店主は薬味やワサビをつゆに入れることも認めておらず、番組スタッフによる撮影の場面でも「つゆをつけたカットはダメ」と譲らなかった。放送後、SNSでは「それなら即帰る」といった反発の声も上がっていた。
舞台は栃木県鹿沼市「山の神ドライブイン」
今回紹介されたのは、栃木県鹿沼市にある「山の神ドライブイン」という蕎麦店だ。最寄り駅から車で50分ほどとアクセスは決して良くないが、山の水で打つ蕎麦を求めて遠方から訪れる客も多い人気店だという。
看板メニューは、厳選した素材で打つ「もりそば」。店主は「蕎麦本来の風味や香りを味わってほしい」という強いこだわりから、独自の食べ方を客に勧めているとされる。
「薬味」はなぜ「薬」と呼ばれるのか
店主は「薬味は“薬”なので、つゆの中には入れない」と説明していたというが、この「薬味」という呼び方には由来がある。江戸時代、そばは冷蔵保存ができずに傷みやすかったため、殺菌や解毒の効果があるとされる薬味を添えて食べる習慣が広まったといわれている。

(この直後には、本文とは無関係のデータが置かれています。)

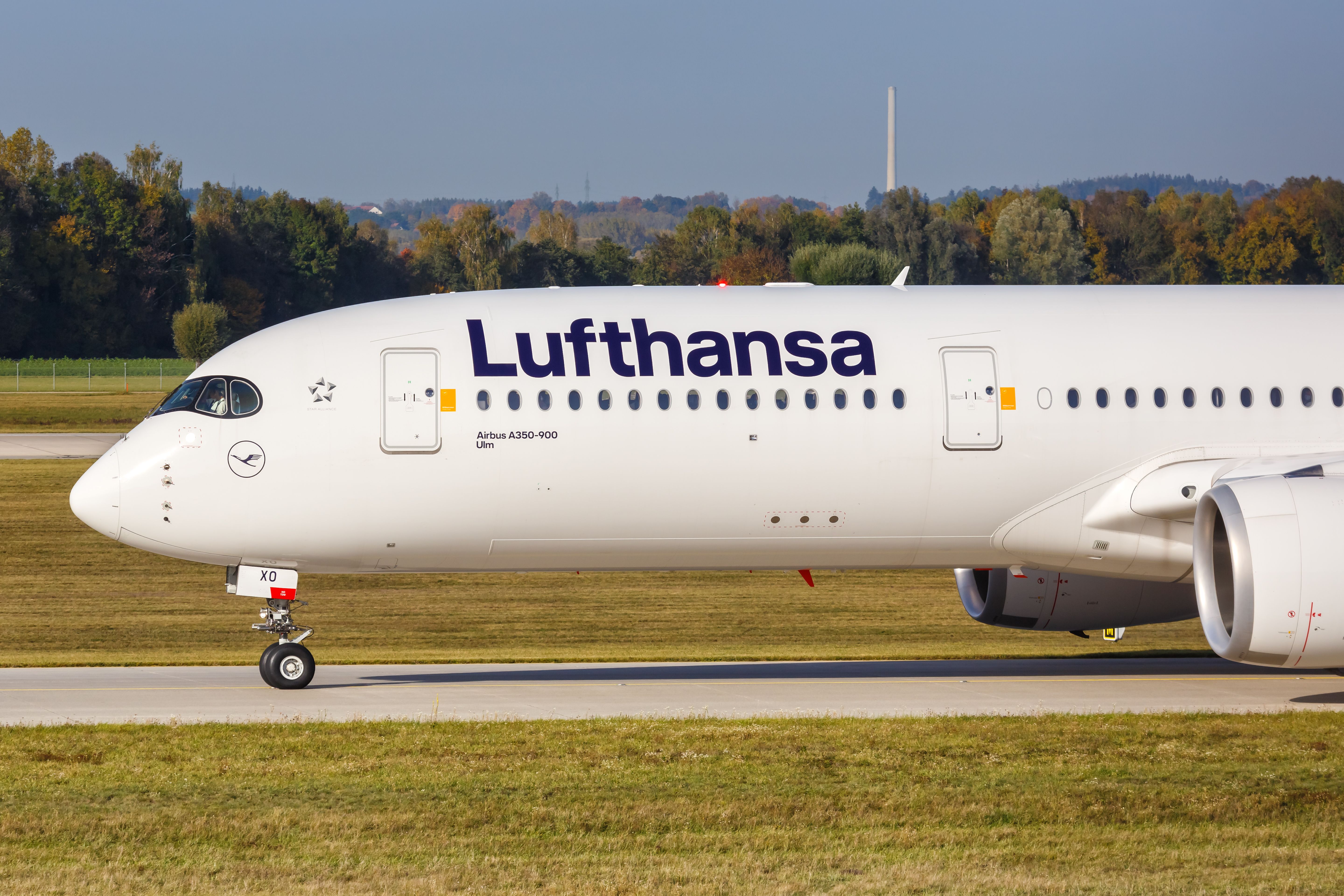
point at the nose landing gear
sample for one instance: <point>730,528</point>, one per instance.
<point>287,664</point>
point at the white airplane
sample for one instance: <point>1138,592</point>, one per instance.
<point>1085,459</point>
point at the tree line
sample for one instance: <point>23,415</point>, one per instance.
<point>97,260</point>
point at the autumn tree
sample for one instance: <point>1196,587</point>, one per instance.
<point>200,331</point>
<point>1037,245</point>
<point>556,228</point>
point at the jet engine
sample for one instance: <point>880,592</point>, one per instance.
<point>1025,598</point>
<point>1267,566</point>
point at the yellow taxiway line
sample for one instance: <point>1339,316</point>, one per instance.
<point>686,682</point>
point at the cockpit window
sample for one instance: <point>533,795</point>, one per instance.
<point>244,398</point>
<point>214,397</point>
<point>183,398</point>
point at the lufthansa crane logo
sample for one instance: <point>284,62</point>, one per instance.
<point>246,459</point>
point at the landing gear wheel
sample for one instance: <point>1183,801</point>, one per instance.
<point>264,665</point>
<point>288,667</point>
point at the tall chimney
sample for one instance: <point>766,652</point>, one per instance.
<point>892,139</point>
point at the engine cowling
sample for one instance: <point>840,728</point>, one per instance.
<point>1267,569</point>
<point>1068,602</point>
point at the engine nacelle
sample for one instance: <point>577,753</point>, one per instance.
<point>1070,602</point>
<point>1267,570</point>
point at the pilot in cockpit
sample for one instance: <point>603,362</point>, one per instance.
<point>214,398</point>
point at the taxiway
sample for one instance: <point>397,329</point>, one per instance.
<point>725,690</point>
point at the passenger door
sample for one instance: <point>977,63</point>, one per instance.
<point>410,401</point>
<point>971,399</point>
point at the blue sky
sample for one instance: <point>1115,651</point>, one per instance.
<point>412,100</point>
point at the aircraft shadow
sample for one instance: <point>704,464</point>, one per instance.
<point>838,671</point>
<point>1323,699</point>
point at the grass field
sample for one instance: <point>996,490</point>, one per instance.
<point>1029,805</point>
<point>74,413</point>
<point>93,375</point>
<point>72,597</point>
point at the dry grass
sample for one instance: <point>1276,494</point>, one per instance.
<point>1038,805</point>
<point>74,413</point>
<point>72,597</point>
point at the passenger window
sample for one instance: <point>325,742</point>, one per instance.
<point>244,398</point>
<point>213,399</point>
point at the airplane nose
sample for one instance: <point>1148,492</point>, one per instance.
<point>97,496</point>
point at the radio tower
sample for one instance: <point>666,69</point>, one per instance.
<point>892,139</point>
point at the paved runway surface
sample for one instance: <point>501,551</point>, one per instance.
<point>729,690</point>
<point>28,447</point>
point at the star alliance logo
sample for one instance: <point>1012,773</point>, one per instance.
<point>246,459</point>
<point>316,390</point>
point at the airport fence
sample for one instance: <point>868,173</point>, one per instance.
<point>93,375</point>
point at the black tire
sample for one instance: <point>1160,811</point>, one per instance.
<point>290,667</point>
<point>264,665</point>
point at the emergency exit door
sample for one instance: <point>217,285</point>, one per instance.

大根おろしやわさびなどの薬味には、そばの消化を助けたり食あたりを防いだりする役割があるとされ、単なる味の付け合わせ以上の意味を持っていたようだ。
つゆにつけない食べ方、店主のこだわりの真意
店主は客に対し、まずはそのままの蕎麦を口に運び、つゆはお茶のように少量だけ含む食べ方を勧めていたという。薬味についても「ワサビは水あたり防止」など、由来を一つひとつ丁寧に説明していたようだ。
撮影方法にまで注文がついたことで「押し付け」と受け取られた面はあるものの、素材と製法への強いこだわりの裏返しともいえる。
遠方からも客が訪れる理由
アクセスの悪さにもかかわらず客足が絶えない背景には、山の水を使った蕎麦そのものの味への評価がある。番組では「甘いし雑味がない」といった来店客の声も紹介されていた。
賛否の分かれるルールではあるが、こだわりの製法を貫く昔ながらの蕎麦店として、今後も注目を集めそうだ。